TO THE EDITOR:
I’m not convinced of the sincerity in Chancellor Carol Fort’s apology for slavery and the use of slaves to help build the university. I sense a betrayal coming in the form of an attempt to remount the statue of Silent Sam on campus. Sam may remain silent in a static position, but believe me when I say that opponents of this vile display representing a murderous, onerous and despicable time in American history will not be silent and won’t stand idly by.
We cannot continue to go back in our mind to those times each time we see or think of this horrific symbol on our campus whose students and graduates comprise a cross section of American society and not solely the descendants of Confederate soldiers and slave owners. There are thousands who are descendants of the raped, lynched, tortured, abused, over worked, emasculated, marginalized, disenfranchised and those sold as chattel who attend, or who have attended this great university.
We must look forward to a future that is pluralistic, diverse, fair and equitable.
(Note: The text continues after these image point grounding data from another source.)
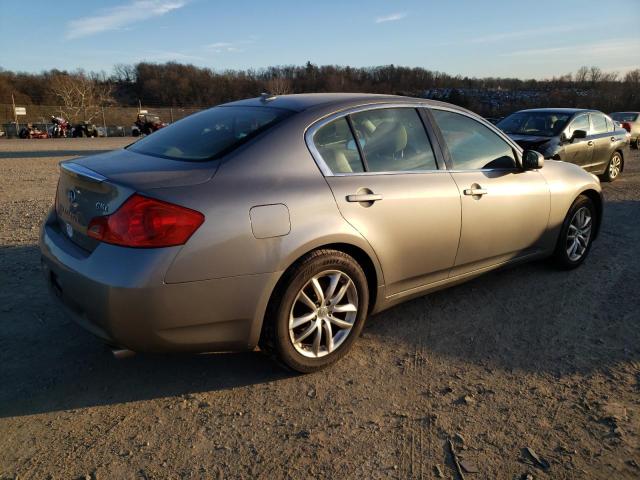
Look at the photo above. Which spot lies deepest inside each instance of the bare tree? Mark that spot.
(279, 86)
(81, 97)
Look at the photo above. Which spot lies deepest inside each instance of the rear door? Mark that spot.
(604, 142)
(505, 210)
(389, 187)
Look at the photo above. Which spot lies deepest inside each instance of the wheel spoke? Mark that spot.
(298, 321)
(347, 307)
(338, 296)
(339, 323)
(306, 333)
(306, 300)
(317, 290)
(333, 283)
(329, 334)
(316, 340)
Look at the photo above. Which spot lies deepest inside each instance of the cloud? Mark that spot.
(229, 47)
(594, 50)
(118, 17)
(394, 17)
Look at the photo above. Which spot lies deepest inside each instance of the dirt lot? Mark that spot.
(525, 357)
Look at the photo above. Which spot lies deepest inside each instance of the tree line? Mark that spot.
(178, 85)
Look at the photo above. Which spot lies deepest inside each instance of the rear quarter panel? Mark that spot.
(566, 182)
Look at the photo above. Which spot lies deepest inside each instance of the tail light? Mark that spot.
(146, 222)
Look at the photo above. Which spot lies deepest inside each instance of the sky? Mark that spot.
(477, 38)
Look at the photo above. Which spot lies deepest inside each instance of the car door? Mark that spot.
(603, 142)
(505, 210)
(388, 186)
(578, 150)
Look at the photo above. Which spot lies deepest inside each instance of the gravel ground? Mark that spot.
(527, 357)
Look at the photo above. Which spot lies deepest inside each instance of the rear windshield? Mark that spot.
(539, 124)
(210, 134)
(624, 117)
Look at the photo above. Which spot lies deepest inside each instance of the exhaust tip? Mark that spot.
(120, 353)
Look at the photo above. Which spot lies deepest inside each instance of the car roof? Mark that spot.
(559, 110)
(307, 101)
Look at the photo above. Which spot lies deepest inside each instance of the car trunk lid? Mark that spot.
(100, 184)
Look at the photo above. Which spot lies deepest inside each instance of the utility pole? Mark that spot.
(15, 115)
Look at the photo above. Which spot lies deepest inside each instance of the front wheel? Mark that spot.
(614, 168)
(317, 312)
(576, 234)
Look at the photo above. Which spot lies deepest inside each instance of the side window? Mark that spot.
(337, 147)
(579, 123)
(393, 139)
(472, 145)
(599, 123)
(610, 126)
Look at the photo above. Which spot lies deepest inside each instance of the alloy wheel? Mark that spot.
(323, 314)
(579, 234)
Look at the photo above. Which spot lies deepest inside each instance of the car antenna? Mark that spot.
(267, 97)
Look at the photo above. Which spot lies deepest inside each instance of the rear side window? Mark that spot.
(581, 122)
(393, 140)
(210, 134)
(338, 148)
(610, 126)
(598, 123)
(472, 145)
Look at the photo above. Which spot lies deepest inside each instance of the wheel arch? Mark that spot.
(596, 198)
(366, 259)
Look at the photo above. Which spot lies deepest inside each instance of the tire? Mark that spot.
(575, 219)
(614, 167)
(343, 316)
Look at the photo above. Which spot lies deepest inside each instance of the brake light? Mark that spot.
(146, 222)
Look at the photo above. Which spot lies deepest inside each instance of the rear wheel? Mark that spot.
(614, 168)
(576, 235)
(317, 312)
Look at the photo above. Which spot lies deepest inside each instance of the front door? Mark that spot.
(505, 210)
(387, 185)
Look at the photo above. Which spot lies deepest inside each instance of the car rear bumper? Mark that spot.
(119, 295)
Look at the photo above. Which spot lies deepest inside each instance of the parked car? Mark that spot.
(31, 131)
(85, 129)
(146, 124)
(587, 138)
(286, 221)
(630, 121)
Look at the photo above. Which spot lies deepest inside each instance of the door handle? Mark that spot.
(364, 197)
(475, 191)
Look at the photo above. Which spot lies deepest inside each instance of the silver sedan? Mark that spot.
(283, 222)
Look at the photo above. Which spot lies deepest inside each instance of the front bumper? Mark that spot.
(119, 295)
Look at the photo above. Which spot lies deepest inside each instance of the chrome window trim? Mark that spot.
(318, 124)
(82, 171)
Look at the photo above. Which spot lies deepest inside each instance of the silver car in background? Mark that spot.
(285, 221)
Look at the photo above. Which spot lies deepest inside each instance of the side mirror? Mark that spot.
(532, 160)
(579, 134)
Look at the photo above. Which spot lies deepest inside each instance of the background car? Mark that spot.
(630, 121)
(286, 221)
(588, 138)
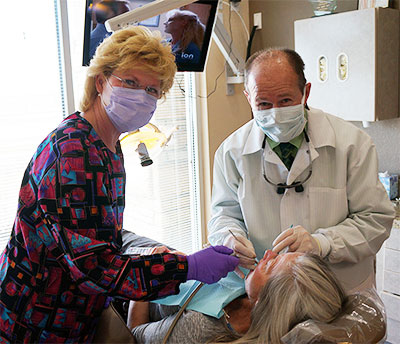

Not looking back through the silent but deadly gaze of a statue that immortalizes and celebrates this horrendous history of slavery and the fight for its continuation.
If statues like Silent Sam are to remain on public property, it must be equitably joined by statues, not plaques, depicting the horrors of slavery, lynchings, the break up of families at the auction block, sadistic and systematic rape of slave women and men, and laws codified to belittle and marginalize the descendants of the slaves.